The group runs around €30bn in assets for its retail banking customers and the balance is from institutions, with a particularly strong footprint in money markets and the quasi-institutional world of French self-selected pension fund business, following the acquisition of an Epargne Salariale unit from its parent bank at the end of 2004.

It is of no little irony that the chief executive of Natexis Asset Management, Daniel Roy, had been chief of CDC Ixis Asset Management, before CDC was bought out by the Caisse. Mr Roy had been running more than €300bn from Ixis headquarters in Montparnasse back in 2003, but was forced to look elsewhere. There is little doubt that he had been successful in accommodating the demands of his original shareholder, French investment bank Ixis, in its desire to build an institutional fund business. Mr Roy facilitated this by buying Nvest in the US, allowing him to bring in corporate bond expertise. He also bought Loomis Sayles, hedge fund specialist Harris Associates, and a string of other US subsidiaries.

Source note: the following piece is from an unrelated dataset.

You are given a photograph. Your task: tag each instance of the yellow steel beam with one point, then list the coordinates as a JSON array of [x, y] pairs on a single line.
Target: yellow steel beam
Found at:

But the new shareholder, a retail bank, had different priorities. It was perceived that Mr Roy, as an institutionally orientated business builder, did not have the right outlook. This is something he denies, saying that the job done by an asset manager, whether managing retail money, or an institutional discretionary mandate, is essentially the same one. It is just the nature of the stakeholder, which changes the profitability structure.

But at Banques Populaire, he was very quick to establish retail credentials, developing a multi-management subsidiary, Natexis Asset Square, with his deputy, Philippe Couvrecelle. “When he came to Natexis, Daniel was very clever,” says a French asset manager who knows Mr Roy well. “One of the first things he did was to set up a guaranteed product for retail investors. He has kept the interests of his shareholder, which is a retail bank, paramount at all times.”

Watchers of Natexis have long expected a change of ownership, and its absorption into a larger group. But the situation at the politically charged Caisse d’Epargne is an unpredictable one. There has been a very fluid state of affairs at Ixis since the last change of ownership.


Questionable commitment

After the departure of Mr Roy and other key individuals, French consultants began to question the group’s commitment to institutional business. Peter Voss, chief executive at Ixis Asset Management, has made his own mark on the company by recently appointing Jerry Chafkin from Schwaab as head of the growing US operation, which now accounts for almost half of the group’s assets. Mr Voss came to Ixis as part of Mr Roy’s buy-up of Nvest. Now the two men could be going head to head for the top job.

Things have been tougher for the American in France and Europe, where a planned distribution blueprint has already been shelved several times. The French arm is also expected to pull out of hedge funds due to poor performance.

Mr Roy is a heavyweight in the institutional world. Everything about him – his robust manner, innovative nature and aggressive pursuit of both alpha and expansion, suggest that he is currently a very big fish in a tiny pond. And most importantly of all, he has shown that he can re-invent himself when necessary.